To summarize, rewards are used in RL systems as a signal to tune behavior towards clearly defined goals. The core thesis is that a learning algorithm’s performance is closely coupled with notions of expected fitness, which permeates the popular view that RL methods are agents that act in environments. This view is linked to the development of reinforcement learning technology, exemplified by claims of the general usefulness of the reward formulation [18], but is in conflict when many individual desires are reduced to a single function.

Implementing optimal utility

Modern reinforcement learning methods depend strongly on the Bellman equation [19], [20] to recursively compute estimates of reward-to-go, derived within closed environments that can be modeled as a Markov Decision Process (MDP) [11]. These origins of RL are inspired by dynamic programming methods and were developed solely as optimal control techniques (i.e. RL did not yet exist). The MDP formulation provides theoretical guarantees of performance by structuring the environment as one with a non-changing distribution of state-actions.

The term reinforcement, coming from the psychology literature, became intertwined with modern methods afterwards in the 1960s as reinforcement learning [21], [22]. Early work reinforcement learning utilized supervised learning of reward signals to solve tasks. Work from Harry Klopf reintroduced the notion of trial-and-error learning [23], which is crucial to the success the field saw in the 1980s and on.
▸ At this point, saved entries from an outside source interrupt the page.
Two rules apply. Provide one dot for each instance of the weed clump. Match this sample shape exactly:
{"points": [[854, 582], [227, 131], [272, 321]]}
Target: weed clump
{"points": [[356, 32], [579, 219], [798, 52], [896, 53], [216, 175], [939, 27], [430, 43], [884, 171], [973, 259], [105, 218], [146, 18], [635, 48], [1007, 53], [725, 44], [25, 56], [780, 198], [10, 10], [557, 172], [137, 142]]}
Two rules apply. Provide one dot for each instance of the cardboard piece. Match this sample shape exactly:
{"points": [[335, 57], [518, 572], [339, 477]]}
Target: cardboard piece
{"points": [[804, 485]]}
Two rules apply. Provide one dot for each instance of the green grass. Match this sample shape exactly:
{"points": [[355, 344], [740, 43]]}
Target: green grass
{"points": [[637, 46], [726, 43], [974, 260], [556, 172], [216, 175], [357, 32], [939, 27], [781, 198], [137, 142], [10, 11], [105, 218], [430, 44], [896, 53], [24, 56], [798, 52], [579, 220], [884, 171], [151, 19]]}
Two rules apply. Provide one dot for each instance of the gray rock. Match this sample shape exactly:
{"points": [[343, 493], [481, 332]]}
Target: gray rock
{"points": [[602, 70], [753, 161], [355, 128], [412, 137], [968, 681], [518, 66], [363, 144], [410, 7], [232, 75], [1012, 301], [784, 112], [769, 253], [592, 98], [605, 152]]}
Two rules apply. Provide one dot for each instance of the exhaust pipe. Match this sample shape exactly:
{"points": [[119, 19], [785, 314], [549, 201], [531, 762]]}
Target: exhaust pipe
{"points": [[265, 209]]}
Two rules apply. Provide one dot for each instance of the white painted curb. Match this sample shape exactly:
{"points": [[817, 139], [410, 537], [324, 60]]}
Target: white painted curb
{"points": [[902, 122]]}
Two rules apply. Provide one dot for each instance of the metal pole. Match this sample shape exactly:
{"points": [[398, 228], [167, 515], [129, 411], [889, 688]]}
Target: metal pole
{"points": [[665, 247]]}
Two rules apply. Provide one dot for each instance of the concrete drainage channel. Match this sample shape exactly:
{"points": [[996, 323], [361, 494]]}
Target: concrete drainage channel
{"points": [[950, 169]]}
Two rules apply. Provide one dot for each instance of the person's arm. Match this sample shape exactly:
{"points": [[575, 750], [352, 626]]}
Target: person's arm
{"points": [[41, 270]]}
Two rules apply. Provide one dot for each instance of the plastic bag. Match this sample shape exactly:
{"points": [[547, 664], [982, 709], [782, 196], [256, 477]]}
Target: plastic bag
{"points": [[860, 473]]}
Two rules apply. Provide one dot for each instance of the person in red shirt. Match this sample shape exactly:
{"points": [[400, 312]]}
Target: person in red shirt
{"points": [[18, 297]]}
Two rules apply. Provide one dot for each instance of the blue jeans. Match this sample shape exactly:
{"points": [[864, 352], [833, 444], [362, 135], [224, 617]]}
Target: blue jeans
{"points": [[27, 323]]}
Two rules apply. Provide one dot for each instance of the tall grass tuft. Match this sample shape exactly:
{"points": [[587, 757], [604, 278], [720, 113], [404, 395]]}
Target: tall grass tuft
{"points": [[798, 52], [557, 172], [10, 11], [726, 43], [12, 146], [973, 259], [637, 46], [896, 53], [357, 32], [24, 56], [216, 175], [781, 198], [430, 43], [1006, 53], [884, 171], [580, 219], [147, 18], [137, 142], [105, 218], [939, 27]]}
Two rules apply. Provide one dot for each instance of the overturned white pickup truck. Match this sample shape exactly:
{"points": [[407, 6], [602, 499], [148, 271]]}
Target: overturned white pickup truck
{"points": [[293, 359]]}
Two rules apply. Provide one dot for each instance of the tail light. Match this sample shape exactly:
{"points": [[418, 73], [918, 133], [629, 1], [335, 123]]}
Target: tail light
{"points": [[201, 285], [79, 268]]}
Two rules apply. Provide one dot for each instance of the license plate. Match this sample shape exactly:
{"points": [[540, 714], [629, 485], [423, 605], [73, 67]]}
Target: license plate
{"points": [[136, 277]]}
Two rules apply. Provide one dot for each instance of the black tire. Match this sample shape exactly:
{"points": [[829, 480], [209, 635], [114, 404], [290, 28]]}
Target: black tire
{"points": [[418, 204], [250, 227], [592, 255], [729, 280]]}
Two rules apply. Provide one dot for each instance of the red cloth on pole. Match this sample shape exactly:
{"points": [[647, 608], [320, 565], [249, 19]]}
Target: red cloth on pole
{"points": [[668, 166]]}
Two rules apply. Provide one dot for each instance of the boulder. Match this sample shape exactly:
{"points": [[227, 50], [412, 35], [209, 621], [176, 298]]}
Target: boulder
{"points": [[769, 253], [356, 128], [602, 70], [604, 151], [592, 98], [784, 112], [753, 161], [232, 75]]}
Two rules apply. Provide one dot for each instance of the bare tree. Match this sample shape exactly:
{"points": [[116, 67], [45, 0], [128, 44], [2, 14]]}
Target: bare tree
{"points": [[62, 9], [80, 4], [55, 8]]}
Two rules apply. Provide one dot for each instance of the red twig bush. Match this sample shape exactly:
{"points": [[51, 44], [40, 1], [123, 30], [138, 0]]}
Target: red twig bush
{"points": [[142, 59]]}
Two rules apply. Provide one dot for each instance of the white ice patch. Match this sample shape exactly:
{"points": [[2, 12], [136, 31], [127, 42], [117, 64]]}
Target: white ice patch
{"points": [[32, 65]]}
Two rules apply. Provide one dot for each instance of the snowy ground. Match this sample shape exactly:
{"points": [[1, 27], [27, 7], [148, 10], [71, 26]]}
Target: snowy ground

Modern RL algorithms build within this formulation of RL as a tool to find optimal behaviors with trial-and-error, but under looser conditions. The notion of temporal-difference (TD) learning was developed to aid agents in both the credit assignment and data collection problems, by directly updating the policy as new data was collected [24], a concept first applied successfully to Backgammon [25] (rather than updating from a large dataset of cumulative experience, which could be outdated via erroneous past value predictions). The method Q-learning, the basis for many modern forms of RL, learns a model via the Bellman equation that dictates how useful every state-action pair is with a TD update [26].¹ Crucially, these notions of provable usefulness through utility have only been demonstrated for domains cast as MDPs or addressed in tasks with a single closed-form reward function, such as prominent success in games with deep learning (DQN) [27]. Deep learning allowed the methods to ingest more data and work in high dimensionality environments.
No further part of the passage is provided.